Nullable HasValue not working

The compiler does not recognize a nullable can be inspected with HasValue

private void SomeFunc(int? nullableInt)
if (!nullableInt.HasValue) return;


Nullable are proper nullable on Elementals, you will want to check for != null, and you can access their value directly if they aren’t null.


Thanks for the quick answer, I applied that change already, but wanted to know if this was a design on Elementals or a bug.

The context is we have a c# project that generates a library that we use on a game in Unity. I need to run that same library on our backend in Java, so I’m on the process of evaluate solutions and found your product.

It would be nice to have a list of differences between regular C# and Elementals implementation, so it is not a surprise. According to this page: you support 7.1 but so far I found this is different and also how event is treated as List.

I Would appreciate if you have a consolidated diff.


I believe this is the only major/relevant difference (aside from additive extensions). The background is that in or C# nullables work as they have in our other languages, before we added C#, in that ideally you should see no different using a nullable value type and a (nullable by default) reference, and how you interact with them. See

I’ll make a point to cover this difference in

I need to update the Evolution age to match the latest. We support quite a few 8.x features as well, but I’m not fully caught up with exact status; I’ll get that updated.
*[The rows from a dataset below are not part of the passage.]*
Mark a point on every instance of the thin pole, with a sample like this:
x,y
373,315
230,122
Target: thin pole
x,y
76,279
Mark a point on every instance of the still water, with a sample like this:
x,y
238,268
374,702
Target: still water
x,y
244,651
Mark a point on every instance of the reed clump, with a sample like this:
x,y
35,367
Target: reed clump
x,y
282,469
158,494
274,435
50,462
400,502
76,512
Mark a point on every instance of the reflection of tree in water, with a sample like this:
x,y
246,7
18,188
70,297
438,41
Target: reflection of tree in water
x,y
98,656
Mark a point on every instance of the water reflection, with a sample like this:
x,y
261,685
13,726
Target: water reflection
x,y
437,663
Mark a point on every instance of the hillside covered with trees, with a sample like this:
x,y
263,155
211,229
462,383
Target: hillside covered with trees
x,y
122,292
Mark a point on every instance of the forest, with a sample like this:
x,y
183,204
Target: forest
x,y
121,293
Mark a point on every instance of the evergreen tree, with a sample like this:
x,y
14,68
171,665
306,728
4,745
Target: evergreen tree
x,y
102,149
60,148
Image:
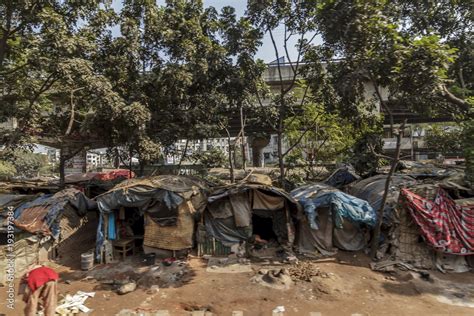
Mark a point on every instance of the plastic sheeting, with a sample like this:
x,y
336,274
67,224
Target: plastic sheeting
x,y
445,226
324,228
342,176
42,215
161,198
236,200
372,189
343,205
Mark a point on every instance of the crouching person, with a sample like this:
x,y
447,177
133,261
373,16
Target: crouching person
x,y
41,285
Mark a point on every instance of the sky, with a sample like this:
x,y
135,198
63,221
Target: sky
x,y
266,51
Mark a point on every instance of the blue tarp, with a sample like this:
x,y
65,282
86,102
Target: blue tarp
x,y
55,205
342,205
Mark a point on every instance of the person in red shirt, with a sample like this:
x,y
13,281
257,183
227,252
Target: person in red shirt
x,y
41,284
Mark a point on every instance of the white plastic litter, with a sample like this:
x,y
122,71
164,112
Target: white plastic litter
x,y
279,309
74,303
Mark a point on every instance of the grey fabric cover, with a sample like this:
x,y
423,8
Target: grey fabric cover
x,y
241,207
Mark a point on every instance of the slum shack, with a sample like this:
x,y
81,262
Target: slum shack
x,y
43,225
333,219
435,231
158,213
96,183
372,190
251,214
29,186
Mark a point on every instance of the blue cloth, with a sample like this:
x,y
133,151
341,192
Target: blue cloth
x,y
111,227
51,219
342,205
99,237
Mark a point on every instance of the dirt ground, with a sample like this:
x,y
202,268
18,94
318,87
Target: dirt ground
x,y
343,285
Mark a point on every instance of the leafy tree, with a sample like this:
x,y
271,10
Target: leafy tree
x,y
297,18
444,139
50,83
416,53
7,170
213,158
328,138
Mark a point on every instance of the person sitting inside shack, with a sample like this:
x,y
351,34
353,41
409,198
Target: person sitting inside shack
x,y
40,284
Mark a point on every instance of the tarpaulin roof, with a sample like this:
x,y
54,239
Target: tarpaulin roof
x,y
43,214
171,189
372,189
317,195
229,213
342,176
444,225
99,176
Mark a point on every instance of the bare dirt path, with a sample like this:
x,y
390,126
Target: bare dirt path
x,y
346,286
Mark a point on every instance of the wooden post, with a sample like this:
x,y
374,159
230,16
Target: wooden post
x,y
378,225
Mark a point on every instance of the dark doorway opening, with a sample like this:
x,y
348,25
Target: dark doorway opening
x,y
263,226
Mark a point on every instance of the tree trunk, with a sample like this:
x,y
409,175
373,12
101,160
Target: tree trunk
x,y
378,224
281,163
141,170
183,155
242,125
62,168
130,163
231,163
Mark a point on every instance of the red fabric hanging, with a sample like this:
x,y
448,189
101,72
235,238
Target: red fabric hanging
x,y
445,226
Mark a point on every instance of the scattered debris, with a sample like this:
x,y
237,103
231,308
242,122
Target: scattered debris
x,y
305,271
279,309
127,288
278,279
228,265
74,304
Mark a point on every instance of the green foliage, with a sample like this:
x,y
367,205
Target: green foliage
x,y
319,135
410,52
213,158
27,163
468,146
368,145
444,139
7,170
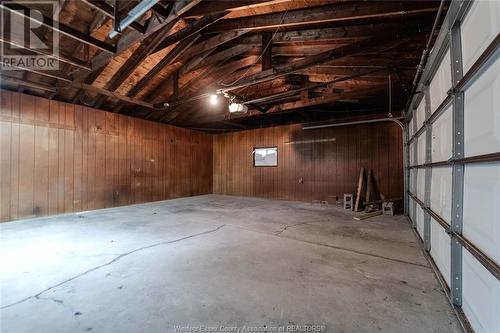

Can you elaborate on this? I’m not aware of an (intentional) difference with how .NET events work in our C# vs VC#, so this might be a bug.


On regular .NET you can do:

public event ChangeDelegate OnChange;

private void SomeFunction()

This will not compile on Fire because OnChange gets interpreted as a List. So only way to make it work is to do a foreach loop or use a lambda expression.

No member "Invoke" on type "java.util.ArrayList<ChangeDelegate>"

I’m using RTL.


Oh, on Java. That makes sense

I believe “.Invoke” is an implementation station detail for how events are handled on the . NET platform, as that is not the standard way to invoke them, as far as I recall — you would just call OnChange(), no?

We try to duplicate features — such as events — across platforms as we can, but the internal implementation details may vary. I would not consider 'Invoke` part of the C# *language spec of how events work. On .NET it will work, even from RemObjects C#, as it;'s a platform detail.

Does that make sense?

Thanks for the clarification. That makes sense.